Holly was surprised. Shocked, even. More by Artemis’s tone than what he had actually said, though that was surprising too. She had never heard Artemis sound so warm, so sincere. Usually, emotional displays were difficult for the boy, and he stumbled through them awkwardly. This wasn’t like him at all.
“That’s very nice, Artemis,” she said after a moment’s consideration. “But you don’t have to pretend for me.”
Artemis was puzzled. “How did you know? I thought I portrayed the emotions perfectly.”
Holly looked down at the massing trolls. They were advancing warily up the slope, heads down in case of a second flash.
“Nobody’s that perfect. That’s how I knew.”
The trolls were hurrying now, swinging their hairy forearms forward to increase momentum. As their confidence returned, so did their voices. Their howls to the roof bounced back off the metal structure. Artemis drew his knees closer to his chin. The end. All over. Inconceivable that he should die this way, when there was
so much to be done.
The howling made it hard to concentrate. The smell didn’t help either.
Holly gripped his shoulder. “Close your eyes, Artemis. You won’t feel a thing.”
But Artemis did not close his eyes. Instead he cast his gaze upward. Aboveground, where his parents were waiting to hear from him. Parents who never had the chance to be truly proud of him.
He opened his mouth to whisper a good-bye, but what he saw over his head choked the words in his throat.
“That proves it,” he said. “This must be a hallucination.”
Holly looked upward. A section of the hemisphere’s panel had been removed, and a rope was being lowered toward the temple roof. Swinging from the rope was what appeared to be a naked and extremely hairy rear end.
“I don’t believe it!” Holly exclaimed, jumping to her feet. “You took your sweet time getting here!”
She seemed to be conversing with a posterior. And then, even more amazingly, the posterior appeared to answer.

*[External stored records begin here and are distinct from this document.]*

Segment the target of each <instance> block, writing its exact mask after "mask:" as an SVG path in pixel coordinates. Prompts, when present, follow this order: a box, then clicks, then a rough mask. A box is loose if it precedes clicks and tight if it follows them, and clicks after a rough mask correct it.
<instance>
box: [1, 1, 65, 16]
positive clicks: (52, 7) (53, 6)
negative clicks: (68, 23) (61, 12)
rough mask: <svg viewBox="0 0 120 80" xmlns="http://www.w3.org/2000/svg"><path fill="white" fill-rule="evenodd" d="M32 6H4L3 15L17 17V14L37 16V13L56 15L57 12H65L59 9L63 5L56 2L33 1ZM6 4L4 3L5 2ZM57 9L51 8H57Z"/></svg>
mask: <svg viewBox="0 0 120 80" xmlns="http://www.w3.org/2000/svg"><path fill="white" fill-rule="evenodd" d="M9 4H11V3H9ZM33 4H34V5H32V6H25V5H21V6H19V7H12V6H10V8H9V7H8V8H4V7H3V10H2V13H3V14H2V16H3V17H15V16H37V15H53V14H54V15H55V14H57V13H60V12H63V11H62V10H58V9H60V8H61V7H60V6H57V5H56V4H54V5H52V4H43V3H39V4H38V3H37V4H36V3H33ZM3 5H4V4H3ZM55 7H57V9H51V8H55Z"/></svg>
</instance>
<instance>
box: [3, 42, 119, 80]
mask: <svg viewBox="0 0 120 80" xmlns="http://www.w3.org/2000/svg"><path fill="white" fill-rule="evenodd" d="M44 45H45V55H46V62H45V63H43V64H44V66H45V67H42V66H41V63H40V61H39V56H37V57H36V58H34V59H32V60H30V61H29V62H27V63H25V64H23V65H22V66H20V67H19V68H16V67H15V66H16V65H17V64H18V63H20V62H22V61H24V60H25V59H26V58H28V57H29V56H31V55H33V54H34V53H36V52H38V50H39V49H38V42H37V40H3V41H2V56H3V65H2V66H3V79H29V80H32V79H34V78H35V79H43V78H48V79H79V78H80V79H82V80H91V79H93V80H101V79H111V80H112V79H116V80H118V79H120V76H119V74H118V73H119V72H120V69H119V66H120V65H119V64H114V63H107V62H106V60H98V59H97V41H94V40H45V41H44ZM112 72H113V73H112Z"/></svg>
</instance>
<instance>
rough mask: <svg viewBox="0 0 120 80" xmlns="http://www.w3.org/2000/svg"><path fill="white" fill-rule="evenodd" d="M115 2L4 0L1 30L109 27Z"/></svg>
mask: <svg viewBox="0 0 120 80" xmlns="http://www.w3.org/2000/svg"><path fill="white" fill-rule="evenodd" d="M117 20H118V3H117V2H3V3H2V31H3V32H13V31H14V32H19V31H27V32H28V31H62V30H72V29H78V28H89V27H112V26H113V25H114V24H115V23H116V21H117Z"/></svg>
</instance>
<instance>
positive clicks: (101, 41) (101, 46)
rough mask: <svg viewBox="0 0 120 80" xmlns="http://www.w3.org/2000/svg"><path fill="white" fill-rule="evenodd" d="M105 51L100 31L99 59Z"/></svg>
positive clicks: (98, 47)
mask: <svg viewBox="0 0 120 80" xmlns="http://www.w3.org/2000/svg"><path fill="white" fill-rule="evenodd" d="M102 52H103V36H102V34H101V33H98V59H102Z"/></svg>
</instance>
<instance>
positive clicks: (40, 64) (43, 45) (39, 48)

“I love you too, Holly. Now, close anything that’s open, because I’m about to overload these troll’s senses.”
For a moment Holly’s face was blank, then realization widened her eyes and sucked the blood from her cheeks. She grabbed Artemis by the shoulders.
“Lie flat with your hands over your ears. Shut your eyes and mouth. And whatever you do, don’t breathe in.”
Artemis lay on the roof. “Tell me there’s a creature on the other end of that posterior.”
“There is,” confirmed Holly. “But it’s the posterior we have to worry about.”
The trolls were seconds away by this point. Close enough for Holly and Artemis to see the red in their eyes and the years of dirt caked in every dreadlock.
Overhead, Mulch Diggums (for of course it was he) released a gentle squib of wind from his backside. Just enough to propel him in a gentle circle on the end of his rope. The circular motion was necessary to ensure an even spread of the gas he intended to release. Once he had completed three revolutions, he bore down internally and let fly with every bubble of gas in his bloated stomach.